I’m going to save you a lot of time.
I researched this topic because it seemed like a cool project, and I sunk hours into configuring ownCloud (and writing a 3,000 word tutorial about it) until I realized…
I don’t need it! And you almost certainly don’t need it either.
If you want to create a private cloud server with your Pi, what is it you truly want?
You want to transfer files from your computer to private storage, and vice-versa, over an internet connection. This means you can backup your computer any time and access your “cloud storage” from anywhere.
The truth is, you only need a platform like ownCloud if you need to give other non-technical users access to your cloud storage. If your private cloud server is only for your personal use, there’s no need for a server at all.
The solution I came up with is incredibly simple and flexible. It’s pretty “bare bones” but I think a lot of people will enjoy it, and it can easily be expanded into a much more complex system.
How it works
Before we dive into the meat of the tutorial, here’s how it will work.
You’re going to use an external hard drive as your storage device. You’ll keep it plugged into your Pi at all times which is connected to the internet via Wifi or ethernet cable.
In practice, you’ll be able to run a single command to backup your computer to your HDD.
And it keeps getting better.
The benefits of this remote storage system
With this backup solution, you get all the benefits of using a HDD and a cloud service.
#1 Total privacy
You don’t have to worry about any companies spying on your data because it’s stored securely on a HDD in your home.
#2 The full convenience of the cloud
Cloud storage is great because you can access it from anywhere and you don’t have to get your HDD out of a drawer and plug it in. This solution also lets you access your files from anywhere over the internet.
#3 It’s much cheaper
Dropbox is $11.99/month for 2TB. You can buy a 2TB HDD on Amazon for $55. You’ll save $89 your first year and then $144/year after that.
#4 Fast transfer speeds
Cloud services like Dropbox only work over the internet, so large data transfers can take hours, even days to complete.
With this solution, any time you have a large transfer you can just plug the HDD into your computer and use the super fast USB 3.0 connection. You’re not tied down to cloud-only connections.
#5 The backup behavior is totally customizable
Because rysnc is such an incredibly flexible tool, you can customize many aspects of the syncing behavior like deleting files from the HDD that you’ve removed from your computer.
#6 You can schedule your backups at whatever interval you want
There many ways to schedule simple commands like this giving you total control over when and how often you run your backups.
#7 You can create your own data security plan
Are you worried you’ll lose both your laptop and HDD? You can buy a second HDD and swap them out occassionally keeping one stored outside your home. Or, get a second Pi and simultaneously backup to two “cloud storage” HDDs in different locations. There’s no limit to how advanced you can get with your data security.
#8 Encrypt everything
You can encrypt all the files on your computer and HDD, and also require a password to access files on the HDD even when using a USB connection.

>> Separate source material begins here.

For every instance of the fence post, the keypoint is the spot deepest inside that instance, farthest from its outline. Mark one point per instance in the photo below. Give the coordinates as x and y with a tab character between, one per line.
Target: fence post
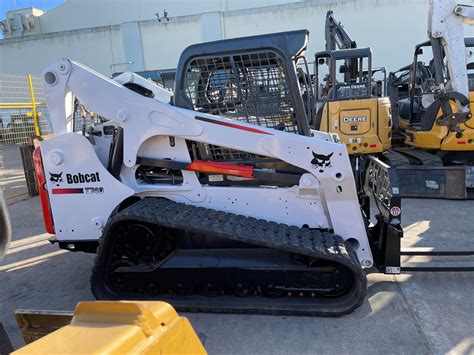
33	106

Overall, it’s a killer solution for backing up your computer and getting remote access to your files. It’s more work than simply using Dropbox, but let’s be honest, this stuff is fun.
Now let’s get started with mounting the HDD.
Mount your HDD
The first step is to mount the hard drive, and the Pi makes this really easy.
When you connect your HDD to any of the USB ports, the Pi will automatically mount it for you. You’ll see a notice right away letting you know a removable medium has been inserted.
By default, the HDD will be mounted at /media/pi/HDD/.
If you want to mount the HDD to a different directory, you can follow the steps in the official documentation.
With the HDD mounted, you’re already prepared to backup your first files.
Please be careful! The
rysnc command is powerful and it’s totally possible to delete your files by accident. I highly recommend creating a “test” directory to practice with. Use test data every time you experiment with new code.
How to transfer files to your HDD
As mentioned already, we’ll be using the rsync command to transfer files to and from the HDD. All of these commands can be run locally from your machine.
The rsync function uses the following syntax:
rsync options source destination
Skipping the options for now, here’s an outline of how you would transfer a folder on your computer to the HDD mounted to the Pi.
rsync /Your/File/Path pi@YOUR.IP.ADDRESS:/media/pi/HDD
Besides updating the file paths, you’ll need to get your Pi’s IP address. You can do that by running the following command on your Pi:
Make sure to run that command from your Pi (not on your computer) either directly or via remote SSH.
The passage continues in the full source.